Rebels with a Pen: Observations on the Newly Emerging Media Landscape in Libya
Anja Wollenberg and I compiled an overview of the evolution of print and broadcast media in the new Libya. We analyse Libya’s dynamic media sector commenting on the role of government regulation. Our article is published in The Journal of North African Studies 18:2, 191-210 under the title Rebels with a pen: observations on the newly emerging media landscape in Libya. Below is the abstract and you may read the whole article here. Below is the abstract:
The role of social media as a catalyst of the ‘Arab Spring’ has been subject to much debate – both by academics and the press.
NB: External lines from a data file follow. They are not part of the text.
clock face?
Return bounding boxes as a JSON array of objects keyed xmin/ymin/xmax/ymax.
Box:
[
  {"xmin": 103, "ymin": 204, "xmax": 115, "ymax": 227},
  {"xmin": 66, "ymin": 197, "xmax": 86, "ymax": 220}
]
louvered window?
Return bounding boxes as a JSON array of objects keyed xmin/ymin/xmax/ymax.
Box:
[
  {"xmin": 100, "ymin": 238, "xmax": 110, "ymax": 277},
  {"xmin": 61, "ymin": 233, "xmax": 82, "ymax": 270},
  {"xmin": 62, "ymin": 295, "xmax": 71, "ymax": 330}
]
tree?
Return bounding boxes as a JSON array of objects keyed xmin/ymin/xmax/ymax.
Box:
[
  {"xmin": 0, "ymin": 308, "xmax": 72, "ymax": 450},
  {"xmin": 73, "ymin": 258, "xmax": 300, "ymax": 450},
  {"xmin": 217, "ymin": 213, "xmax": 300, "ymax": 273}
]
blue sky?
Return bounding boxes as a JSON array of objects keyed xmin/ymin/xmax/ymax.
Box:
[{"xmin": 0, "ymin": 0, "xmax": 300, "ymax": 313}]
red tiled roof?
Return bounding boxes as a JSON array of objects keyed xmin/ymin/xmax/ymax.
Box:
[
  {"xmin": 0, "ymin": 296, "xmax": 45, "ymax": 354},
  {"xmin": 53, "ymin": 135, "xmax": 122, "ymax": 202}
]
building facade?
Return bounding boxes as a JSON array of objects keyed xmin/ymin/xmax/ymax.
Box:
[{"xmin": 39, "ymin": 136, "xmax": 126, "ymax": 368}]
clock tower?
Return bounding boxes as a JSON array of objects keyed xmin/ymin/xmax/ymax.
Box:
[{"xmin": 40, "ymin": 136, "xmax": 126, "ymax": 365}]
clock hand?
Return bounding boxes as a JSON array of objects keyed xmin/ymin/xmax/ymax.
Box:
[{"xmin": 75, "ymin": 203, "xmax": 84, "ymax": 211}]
Likewise, the impact of international media, such as Al-Jazeera, has been thoroughly examined elsewhere. While acknowledging the significance of these players, this article explores the emergence of a new landscape of local print and broadcast media in revolutionary Libya that is both the result of the dramatic changes that the country has undergone and one of their facilitators. This article analyses the political impact of these new forms of media during and after the 2011 Libyan uprisings, with an emphasis on how the role and the self-image of journalists and media producers has evolved alongside with Libya’s political transformation. It is demonstrated that the new Libyan media began their life as ‘partisan advocates’ and that different societal currents are now struggling to set the new role of media. It concludes with an analysis of the newly implemented legal framework and institutions which govern the Libyan media. It remains unclear if recent legislation will protect independent media from the authorities or, conversely, allow the state to exert censorship and consolidate its ownership over the media. This article analyses the various approaches to media jurisdiction prevalent in post-Qadhafi Libya as reflecting various degrees of state intervention. This discussion reflects the inherent contradictions of a society which, with very little preparation, has had to manage the change from conditions of absolute governmental control to conditions of relative anarchy.